Our forthcoming work on oil governance in Ghana and Uganda also suggests that state capacity, rather than democracy and accountability, might be the key to governments being able to secure good deals from international oil companies. This kind of finding, along with long-standing research on developmental states, explains why ESID researchers have been lobbying for state capacity to form a central role in discussions over governance within the SDG process.
However, I also argued that there is a danger in over-emphasising the extent to which countries must achieve economic progress before democratic forms of governance emerge. I suggested that we need to be much clearer about the precise mechanisms through which this occurs in different contexts.

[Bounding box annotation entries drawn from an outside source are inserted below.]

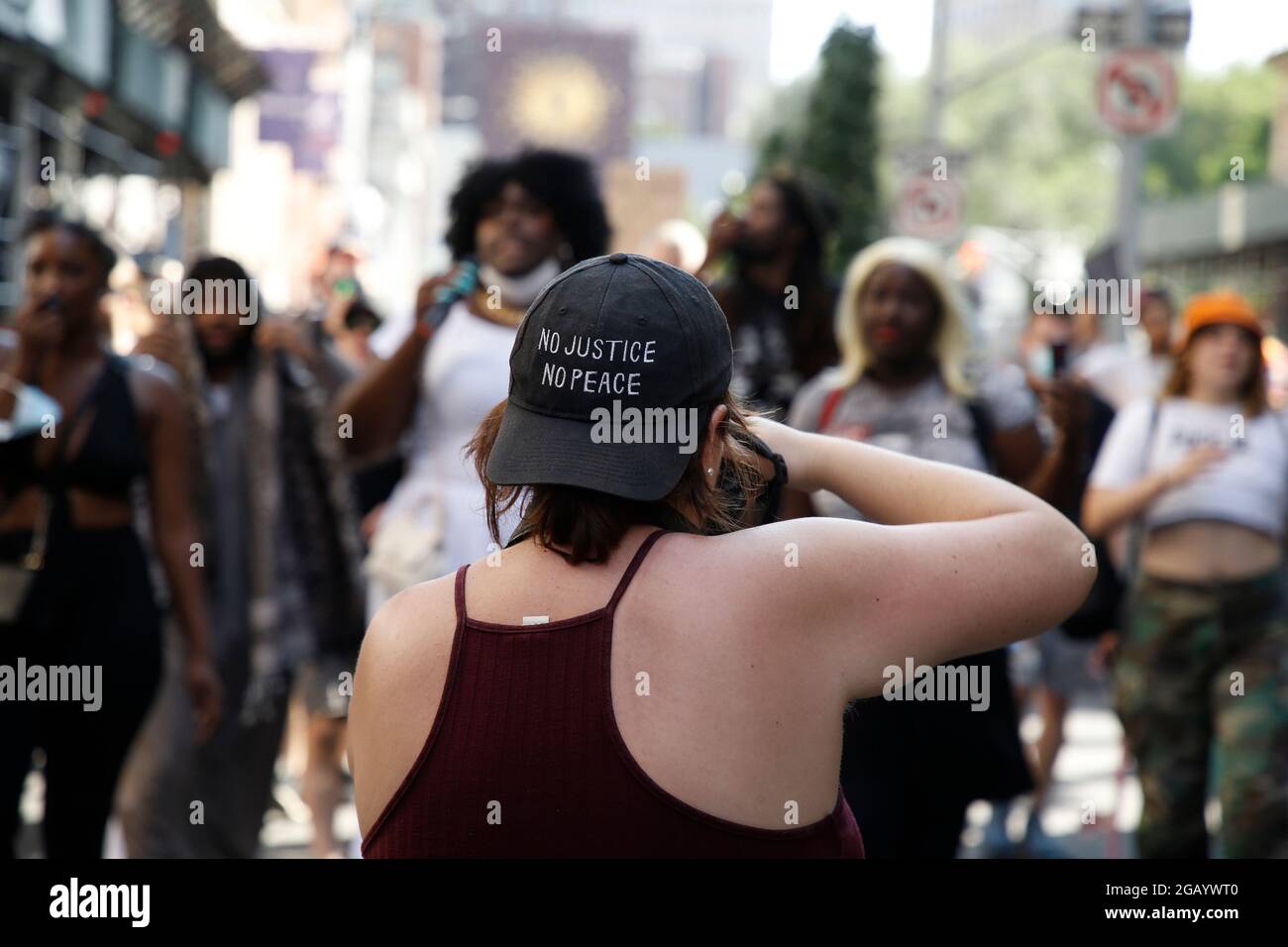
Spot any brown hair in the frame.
[1159,326,1267,417]
[465,393,767,566]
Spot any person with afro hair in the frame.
[336,150,609,613]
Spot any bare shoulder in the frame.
[349,575,456,834]
[356,576,456,695]
[649,517,880,638]
[125,356,184,423]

Does economic transformation automatically lead to better governance, as Mushtaq Khan claims in his work on political settlements, or does this depend on the sectors in which growth is based, the groups that get empowered and the coalitions they form?
Ongoing work by ESID’s Kunal Sen and Matt Tyce on Malaysia and Thailand (ESID Working Paper forthcoming in 2015) suggests that, even where significant levels of structural transformation have occurred, these countries are still a distance away from rule-based democracy and impersonal rule of law institutions. This is in large part due to the nature of their PS.
Other comparative evidence is also instructive on this: the great study by Sandbrook et al. on ‘Social democracy in the global periphery’ shows that the role of agricultural smallholders can be critical in driving up governance performance: until processes of agricultural modernisation take hold and smallholders become a more powerful socio-economic force capable of pressurising governments to deliver protection and public goods, then the clientelistic delivery of subsidies as private or club goods will remain.
This chimes with recent research led by Sophie King on how smallholders have achieved greater gains in empowerment and accountability than have mainstream approaches to civil society strengthening generally promoted under the good governance agenda. This research also offers a useful corrective to the often elitist assumptions of political settlements theory that change only comes from the top down.
The clues to a better governance agenda are there: we just need to keep testing the growing evidence base that is emerging within different contexts to identify the different mechanisms and interventions at play here.